Одновременно Россия стала догонять Европу и в своих «вкусах» в области музыки. Эпоха «гениального дилетантизма» кончилась. Русский музыкальный мир оживился и как бы проснулся. Это проявилось между прочим и в том, что процентное отношение людей «русского происхождения» стало увеличиваться: музыкальный мир перестал быть коллекцией иностранцев. Композиторы и раньше уже к этому стремились. Это оживление и рост музыкальной культуры продолжался интенсивно до самой революции, когда строение не только музыкального мира России, но и всей России встретилось с политическим экспериментом, который, видимо, вновь задержал нормальное развитие, причем музыкальный мир, как наиболее чувствительный, от этого эксперимента, по всей вероятности, пострадал наиболее и именно в той области, которая была в нем наиболее сильна в прошлом, — в музыкальном творчестве.
Старый же музыкальный мир мне ныне представляется неким «островом блаженных», несмотря на то, что в нем все же кипели страсти, несогласия, взаимная враждебность и «партийность» в искусстве. Можно сказать, что он был накануне огромного расцвета, когда грянула война со всеми ее последствиями.
Я еще помню дирижеров старинного стиля, которые дирижировали, обративши лицо «к публике» (это был старомодный жест вежливости) [062]. Помню и пианистов (в том числе моего профессора П. Ю. Шлецера, который при своих, уже редких, выступлениях неизменно клал батистовый платочек на рояль рядом и смотрел на публику сладкими глазами): это все были пережитки старого «салонного» стиля. Этот «салонный» стиль исчез уже к рубежу столетий окончательно.

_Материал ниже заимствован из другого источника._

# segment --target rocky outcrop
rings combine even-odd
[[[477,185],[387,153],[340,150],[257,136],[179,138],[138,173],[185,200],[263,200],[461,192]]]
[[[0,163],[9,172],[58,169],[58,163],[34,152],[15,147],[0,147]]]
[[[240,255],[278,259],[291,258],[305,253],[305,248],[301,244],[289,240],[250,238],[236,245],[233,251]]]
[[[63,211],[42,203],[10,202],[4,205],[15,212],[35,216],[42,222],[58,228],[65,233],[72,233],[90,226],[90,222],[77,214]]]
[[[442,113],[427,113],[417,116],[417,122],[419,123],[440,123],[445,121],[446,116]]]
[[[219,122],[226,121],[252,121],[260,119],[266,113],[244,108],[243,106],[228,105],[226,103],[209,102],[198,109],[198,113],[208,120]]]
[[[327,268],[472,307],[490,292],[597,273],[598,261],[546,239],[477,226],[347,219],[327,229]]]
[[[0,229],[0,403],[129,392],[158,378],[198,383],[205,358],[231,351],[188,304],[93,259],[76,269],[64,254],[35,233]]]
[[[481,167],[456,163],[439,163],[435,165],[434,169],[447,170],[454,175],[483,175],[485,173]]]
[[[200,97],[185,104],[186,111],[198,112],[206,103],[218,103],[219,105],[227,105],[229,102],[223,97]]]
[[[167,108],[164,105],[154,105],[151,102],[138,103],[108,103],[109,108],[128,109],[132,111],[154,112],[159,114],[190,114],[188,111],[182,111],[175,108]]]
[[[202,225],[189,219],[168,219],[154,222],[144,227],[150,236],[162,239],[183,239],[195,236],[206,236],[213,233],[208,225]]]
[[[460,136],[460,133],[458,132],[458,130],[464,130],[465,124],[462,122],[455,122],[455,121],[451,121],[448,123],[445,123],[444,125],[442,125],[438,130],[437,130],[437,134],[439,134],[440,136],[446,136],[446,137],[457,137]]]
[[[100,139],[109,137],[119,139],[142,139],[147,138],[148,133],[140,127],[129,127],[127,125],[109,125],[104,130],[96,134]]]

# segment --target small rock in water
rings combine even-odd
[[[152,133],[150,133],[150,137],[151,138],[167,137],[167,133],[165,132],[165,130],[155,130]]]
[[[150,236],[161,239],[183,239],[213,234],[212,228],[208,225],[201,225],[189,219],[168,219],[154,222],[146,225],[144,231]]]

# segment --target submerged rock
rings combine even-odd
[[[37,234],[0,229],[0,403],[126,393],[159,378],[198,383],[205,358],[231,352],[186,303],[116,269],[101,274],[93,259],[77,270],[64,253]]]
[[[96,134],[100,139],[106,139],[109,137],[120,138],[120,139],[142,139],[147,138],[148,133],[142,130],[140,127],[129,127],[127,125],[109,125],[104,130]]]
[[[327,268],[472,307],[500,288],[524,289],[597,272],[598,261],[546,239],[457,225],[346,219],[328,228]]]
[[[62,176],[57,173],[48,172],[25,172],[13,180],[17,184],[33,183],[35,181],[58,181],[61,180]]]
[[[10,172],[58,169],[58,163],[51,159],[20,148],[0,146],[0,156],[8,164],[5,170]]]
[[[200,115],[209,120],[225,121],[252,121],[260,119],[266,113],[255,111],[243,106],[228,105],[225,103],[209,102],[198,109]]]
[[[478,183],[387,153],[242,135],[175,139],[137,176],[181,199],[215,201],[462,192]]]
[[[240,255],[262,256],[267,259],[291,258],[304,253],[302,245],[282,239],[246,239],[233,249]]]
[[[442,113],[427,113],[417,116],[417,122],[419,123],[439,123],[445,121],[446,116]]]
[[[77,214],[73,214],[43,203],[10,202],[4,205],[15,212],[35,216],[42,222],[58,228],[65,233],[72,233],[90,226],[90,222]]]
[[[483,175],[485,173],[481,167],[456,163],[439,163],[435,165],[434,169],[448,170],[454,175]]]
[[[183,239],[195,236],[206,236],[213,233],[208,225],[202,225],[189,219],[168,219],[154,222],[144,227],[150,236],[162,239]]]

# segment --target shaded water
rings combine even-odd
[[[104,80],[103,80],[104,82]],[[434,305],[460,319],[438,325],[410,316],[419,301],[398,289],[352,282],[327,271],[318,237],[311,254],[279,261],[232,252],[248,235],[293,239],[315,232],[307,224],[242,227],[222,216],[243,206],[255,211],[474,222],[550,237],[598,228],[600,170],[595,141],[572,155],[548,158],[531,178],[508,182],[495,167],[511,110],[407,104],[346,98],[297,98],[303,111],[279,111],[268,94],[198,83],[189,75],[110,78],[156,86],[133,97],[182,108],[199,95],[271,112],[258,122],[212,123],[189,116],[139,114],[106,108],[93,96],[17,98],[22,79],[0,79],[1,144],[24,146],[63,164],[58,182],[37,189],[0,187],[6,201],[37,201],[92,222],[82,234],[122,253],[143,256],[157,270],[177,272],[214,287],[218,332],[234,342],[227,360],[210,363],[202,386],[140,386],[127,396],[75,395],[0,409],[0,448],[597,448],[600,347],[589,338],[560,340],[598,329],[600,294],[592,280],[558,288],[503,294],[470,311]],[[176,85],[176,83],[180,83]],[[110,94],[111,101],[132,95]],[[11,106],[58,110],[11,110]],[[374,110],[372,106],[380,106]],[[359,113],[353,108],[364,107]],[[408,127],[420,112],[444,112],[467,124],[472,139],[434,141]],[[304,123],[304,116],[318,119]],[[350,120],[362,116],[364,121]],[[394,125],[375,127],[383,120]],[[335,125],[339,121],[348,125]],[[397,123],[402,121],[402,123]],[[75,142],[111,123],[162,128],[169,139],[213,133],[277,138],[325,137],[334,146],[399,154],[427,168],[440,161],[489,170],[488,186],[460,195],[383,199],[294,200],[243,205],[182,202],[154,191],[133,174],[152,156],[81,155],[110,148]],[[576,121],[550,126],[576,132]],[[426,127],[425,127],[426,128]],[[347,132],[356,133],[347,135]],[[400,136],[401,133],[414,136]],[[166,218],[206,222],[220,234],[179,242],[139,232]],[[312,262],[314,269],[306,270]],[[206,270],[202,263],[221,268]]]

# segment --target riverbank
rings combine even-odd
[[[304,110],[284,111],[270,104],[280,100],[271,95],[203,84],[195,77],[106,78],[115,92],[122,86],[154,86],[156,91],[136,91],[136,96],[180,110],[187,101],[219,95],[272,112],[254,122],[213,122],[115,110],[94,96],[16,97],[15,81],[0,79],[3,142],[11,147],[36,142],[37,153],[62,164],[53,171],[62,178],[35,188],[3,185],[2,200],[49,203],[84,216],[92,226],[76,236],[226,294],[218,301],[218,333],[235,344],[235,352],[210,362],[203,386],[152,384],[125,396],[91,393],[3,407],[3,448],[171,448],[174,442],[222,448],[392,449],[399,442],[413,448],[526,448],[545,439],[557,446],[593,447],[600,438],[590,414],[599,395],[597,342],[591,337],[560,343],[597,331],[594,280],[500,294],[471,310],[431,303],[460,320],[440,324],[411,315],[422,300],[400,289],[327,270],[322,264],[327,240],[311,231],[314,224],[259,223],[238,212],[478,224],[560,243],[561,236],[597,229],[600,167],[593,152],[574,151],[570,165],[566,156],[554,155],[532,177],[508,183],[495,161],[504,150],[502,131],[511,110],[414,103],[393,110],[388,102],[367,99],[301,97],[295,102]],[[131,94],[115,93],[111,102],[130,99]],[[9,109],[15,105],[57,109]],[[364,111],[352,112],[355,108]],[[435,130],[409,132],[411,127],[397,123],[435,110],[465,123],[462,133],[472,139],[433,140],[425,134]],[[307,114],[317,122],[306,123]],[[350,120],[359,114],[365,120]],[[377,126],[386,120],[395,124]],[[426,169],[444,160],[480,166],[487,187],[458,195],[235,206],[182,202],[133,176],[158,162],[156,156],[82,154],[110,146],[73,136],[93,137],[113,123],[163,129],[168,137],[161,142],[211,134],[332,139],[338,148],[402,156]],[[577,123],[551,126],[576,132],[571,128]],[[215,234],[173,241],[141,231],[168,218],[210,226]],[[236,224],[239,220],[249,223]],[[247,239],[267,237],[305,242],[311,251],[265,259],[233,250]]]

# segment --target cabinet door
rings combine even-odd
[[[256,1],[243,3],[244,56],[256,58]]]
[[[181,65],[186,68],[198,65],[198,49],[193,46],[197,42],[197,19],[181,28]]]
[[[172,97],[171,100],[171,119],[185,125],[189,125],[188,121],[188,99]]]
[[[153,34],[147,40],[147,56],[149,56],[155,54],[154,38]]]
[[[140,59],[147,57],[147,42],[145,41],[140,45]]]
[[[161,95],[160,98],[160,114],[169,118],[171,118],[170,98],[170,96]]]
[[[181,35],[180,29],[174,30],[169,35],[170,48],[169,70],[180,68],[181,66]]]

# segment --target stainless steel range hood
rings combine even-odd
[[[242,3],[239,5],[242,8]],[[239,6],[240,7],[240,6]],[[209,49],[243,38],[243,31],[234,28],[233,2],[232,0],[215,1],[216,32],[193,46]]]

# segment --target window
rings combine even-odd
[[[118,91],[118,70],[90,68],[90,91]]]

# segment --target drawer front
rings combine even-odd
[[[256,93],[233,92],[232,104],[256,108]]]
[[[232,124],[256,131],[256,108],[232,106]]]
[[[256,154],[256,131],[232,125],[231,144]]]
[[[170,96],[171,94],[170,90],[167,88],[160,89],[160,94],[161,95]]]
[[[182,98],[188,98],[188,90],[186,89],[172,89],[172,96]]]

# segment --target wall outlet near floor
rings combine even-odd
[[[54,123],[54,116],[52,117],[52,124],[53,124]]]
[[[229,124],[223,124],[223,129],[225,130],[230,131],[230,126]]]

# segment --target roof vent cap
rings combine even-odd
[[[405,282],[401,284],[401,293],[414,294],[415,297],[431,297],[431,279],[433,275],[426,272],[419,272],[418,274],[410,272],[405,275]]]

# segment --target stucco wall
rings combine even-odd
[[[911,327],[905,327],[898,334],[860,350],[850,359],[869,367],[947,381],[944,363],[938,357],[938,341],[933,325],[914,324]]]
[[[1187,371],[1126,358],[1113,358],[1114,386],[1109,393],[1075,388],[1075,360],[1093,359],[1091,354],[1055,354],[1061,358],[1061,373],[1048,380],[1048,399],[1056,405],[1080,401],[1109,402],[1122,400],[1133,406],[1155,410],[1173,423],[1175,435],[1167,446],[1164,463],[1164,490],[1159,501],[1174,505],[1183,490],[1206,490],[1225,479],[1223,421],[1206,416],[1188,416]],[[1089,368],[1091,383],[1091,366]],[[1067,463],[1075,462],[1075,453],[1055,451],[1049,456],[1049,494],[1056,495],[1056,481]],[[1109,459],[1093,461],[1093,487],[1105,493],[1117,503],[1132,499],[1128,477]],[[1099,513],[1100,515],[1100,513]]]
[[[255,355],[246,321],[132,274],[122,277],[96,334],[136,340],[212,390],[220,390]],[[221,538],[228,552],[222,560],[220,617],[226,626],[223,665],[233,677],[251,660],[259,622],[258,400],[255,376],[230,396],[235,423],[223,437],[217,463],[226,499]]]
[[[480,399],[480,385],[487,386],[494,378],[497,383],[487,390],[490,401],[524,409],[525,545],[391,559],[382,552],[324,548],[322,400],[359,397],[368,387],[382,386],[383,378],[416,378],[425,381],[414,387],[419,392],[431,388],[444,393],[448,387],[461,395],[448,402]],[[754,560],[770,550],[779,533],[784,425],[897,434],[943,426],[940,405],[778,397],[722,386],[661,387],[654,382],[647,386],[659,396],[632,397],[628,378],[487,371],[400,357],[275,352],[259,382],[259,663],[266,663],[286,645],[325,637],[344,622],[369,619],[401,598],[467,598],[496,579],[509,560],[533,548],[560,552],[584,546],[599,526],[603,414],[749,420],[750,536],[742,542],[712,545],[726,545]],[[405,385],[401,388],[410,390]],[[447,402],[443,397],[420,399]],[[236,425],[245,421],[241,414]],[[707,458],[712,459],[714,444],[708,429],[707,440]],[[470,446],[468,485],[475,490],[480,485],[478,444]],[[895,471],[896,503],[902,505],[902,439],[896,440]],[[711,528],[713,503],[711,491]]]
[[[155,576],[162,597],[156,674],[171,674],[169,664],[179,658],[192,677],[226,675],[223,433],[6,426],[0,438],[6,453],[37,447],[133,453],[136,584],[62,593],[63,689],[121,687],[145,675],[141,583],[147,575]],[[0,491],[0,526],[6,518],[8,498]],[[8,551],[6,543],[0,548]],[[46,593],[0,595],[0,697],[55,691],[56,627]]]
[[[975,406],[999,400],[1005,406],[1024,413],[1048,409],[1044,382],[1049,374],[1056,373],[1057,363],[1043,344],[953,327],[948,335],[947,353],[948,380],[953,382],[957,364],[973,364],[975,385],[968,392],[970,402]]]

Старый русский музыкальный мир был не очень многочислен, даже считая и «пассивных» музыкантов, т. е. слушателей. Их количество легко подсчитать, приняв во внимание, что музыкальные выступления ограничивались всего тремя залами в двух столицах и двумя оперными театрами, в которых было в общем не более 4000 мест. Провинция давала еще дополнительных мест не более 3000. Весь русский музыкальный мир, и активный, и пассивный, вряд ли превышал 10000 — это и была численность музыкального мира вместе с меценатами, которые представляли его необходимую часть, ибо приходится признать, что русский музыкальный мир, как и другие музыкальные миры, вообще «паразитировал» на теле русской буржуазии, которая ко второй половине прошлого века заменила прежнюю, аристократическую меценатию, которая уже экономически померкла. Я думаю, что не ошибусь, сказав, что одна из главных причин ослабления творческого пульса русских композиторов, наблюдаемого в России начиная с водворения советской власти <...> заключалась именно в том, что вместе с революцией он утратил тот субстрат, на котором «паразитировал»; революция смыла дочиста буржуазию всякую, в том числе и «просвещенную» <...> — советское же государство родилось в нищенском состоянии и было в известной степени вынуждено играть роль меценатов, что было, в сущности, вовсе не по карману новорожденному политическому строю. Надо помнить, что прежнее русское государство довольно скупо отзывалось на музыкальные нужды и предпочитало предоставлять меценатские жесты нарождающейся буржуазии. Русские композиторы, которые никогда не зарабатывали много денег, оказались в наименее выгодных условиях.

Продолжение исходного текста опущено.